Perpendicular Thinking

As I contemplate this past academic year of teaching, I feel pretty good about my classes (and students!), although, as usual, I have some ideas for things I want to change next time. In the end, through all the ups and downs, it was a good year.

And yet.. the perfectionist in me wonders why I can never get the absolutely key, essential, critical, first-order, important concepts through to every single student such that they can demonstrate mastery of these concepts on the final exam. This year, there was one student who somehow made it through 3 courses (1.5 taught by me) that used a particular fundamental concept in many different ways and was unable to show any knowledge of this concept. Do I need to draw it for you? OK:


I have been teaching for >20 years, and the fact that a Science major came up with D as an answer instead of C or A/B shocked me.

Possible explanations for the student's bizarre wrong answer:

- I wrote an ambiguous, poorly worded exam question. Evidence against this: every other student in the class got this part of the question right, and there is no possibility that configuration D is ever correct, no matter how poorly worded the question.

- The student is "intellectually challenged" and doesn't understand even basic concepts that have been presented repeatedly during a year of classes by different instructors. This is not a very convincing explanation and, moreover, is not supported by other evidence for the student's abilities in these courses.

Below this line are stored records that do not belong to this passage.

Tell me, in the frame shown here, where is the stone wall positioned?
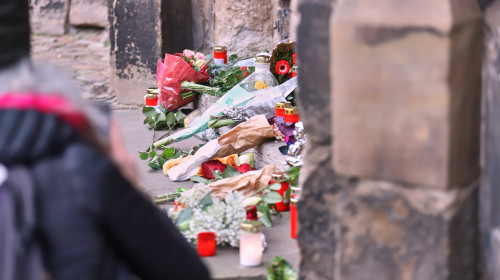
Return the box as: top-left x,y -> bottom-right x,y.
480,1 -> 500,280
30,0 -> 108,35
298,0 -> 483,280
192,0 -> 297,55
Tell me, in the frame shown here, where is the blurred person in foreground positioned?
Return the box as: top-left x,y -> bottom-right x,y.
0,0 -> 209,280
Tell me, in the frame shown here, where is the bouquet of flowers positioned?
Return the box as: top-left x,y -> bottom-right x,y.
156,50 -> 210,111
271,41 -> 297,84
168,184 -> 247,247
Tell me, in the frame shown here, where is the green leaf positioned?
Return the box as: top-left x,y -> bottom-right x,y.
166,112 -> 175,126
142,107 -> 156,118
148,161 -> 162,170
175,110 -> 185,122
268,183 -> 281,191
139,152 -> 148,160
257,206 -> 273,227
161,148 -> 175,159
174,150 -> 182,158
262,192 -> 283,204
149,150 -> 156,158
196,193 -> 214,209
156,113 -> 167,122
175,207 -> 193,226
222,165 -> 241,178
158,156 -> 167,168
212,169 -> 224,180
190,176 -> 212,185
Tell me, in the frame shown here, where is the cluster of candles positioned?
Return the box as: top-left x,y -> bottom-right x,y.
198,173 -> 301,267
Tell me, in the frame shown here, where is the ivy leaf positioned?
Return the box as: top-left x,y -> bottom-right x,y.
222,165 -> 241,178
257,205 -> 273,227
228,54 -> 238,62
174,150 -> 182,158
156,113 -> 167,122
139,152 -> 148,160
196,193 -> 214,209
175,207 -> 193,226
158,156 -> 167,168
166,112 -> 176,126
189,176 -> 211,185
149,150 -> 156,158
161,148 -> 175,159
268,183 -> 281,191
142,107 -> 156,118
262,192 -> 283,204
175,110 -> 185,122
148,161 -> 162,170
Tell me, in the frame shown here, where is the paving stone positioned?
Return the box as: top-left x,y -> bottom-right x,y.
30,0 -> 70,35
69,0 -> 109,28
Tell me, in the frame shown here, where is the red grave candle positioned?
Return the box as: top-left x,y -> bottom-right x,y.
290,198 -> 298,239
269,173 -> 290,212
198,231 -> 216,257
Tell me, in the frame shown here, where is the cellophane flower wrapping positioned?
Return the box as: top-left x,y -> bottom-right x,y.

- The student was rushing, was extremely careless, didn't read the question, just jotted something down to make marks on the paper. Maybe, but it's hard to imagine any level of carelessness that could lead to answer D.

- The student was cheating, but did not cheat well. That is, the student glanced at another student's exam, but got the questions and answers mixed up.

No, I don't believe that. I don't believe the student cheated, but even if I am wrong about that, answer D is not even close to any answer to any question on the exam.

- The student knew the answer but experienced exam-stress brain-freeze. Perhaps in a calm moment, the student could easily have produced the correct answer, or at least not a totally wrong, physically impossible, not-even-worth-partial-credit-it's-so-wrong answer. During the exam, however, the student wasn't thinking straight and, for this question, gave what was perhaps the most incorrect answer possible other than leaving the answer entirely blank.

I do not totally reject that possibility, but the concept in question is not complex. The brain-freeze would have had to have been catastrophic. And yet, the only explanation I find even somewhat plausible is that, under stress, the student confused the elementary concept with another concept that was also discussed in these classes. Out of stress or carelessness, the student described this other concept (but even that not correctly).

I suppose a take-home exam with liberal time allowance is a way to alleviate exam-stress of this sort, but I have tried that format in the (distant) past, and know that in this particular course, students prefer to study, take a final exam, and be done. Fortunately, in this class there are many non-exam graded activities so that all but the most severe case of exam-stress doesn't result in a dire grade situation. [And of course, students with documented learning disabilities can take the exam in a testing center, in a quiet room, and in some cases are given extra time to complete the exam.]

When I think back on the most recent class that I taught, the incident described here is one of the things that sticks out most for me. I'm not sure why, except that even professors who have been teaching for a long time may wonder (especially after grading final exams): Didn't I teach them anything? (Or the variant: Didn't they learn anything?).

The answer may well be yes, but some of us are affected by the spectacular outliers: the exam answers that are so bad, they shock us. What does it mean that I am still shockable after all these years of teaching? That I haven't seen it all yet? That there are still teaching adventures -- good and bad -- to be experienced? I hope so.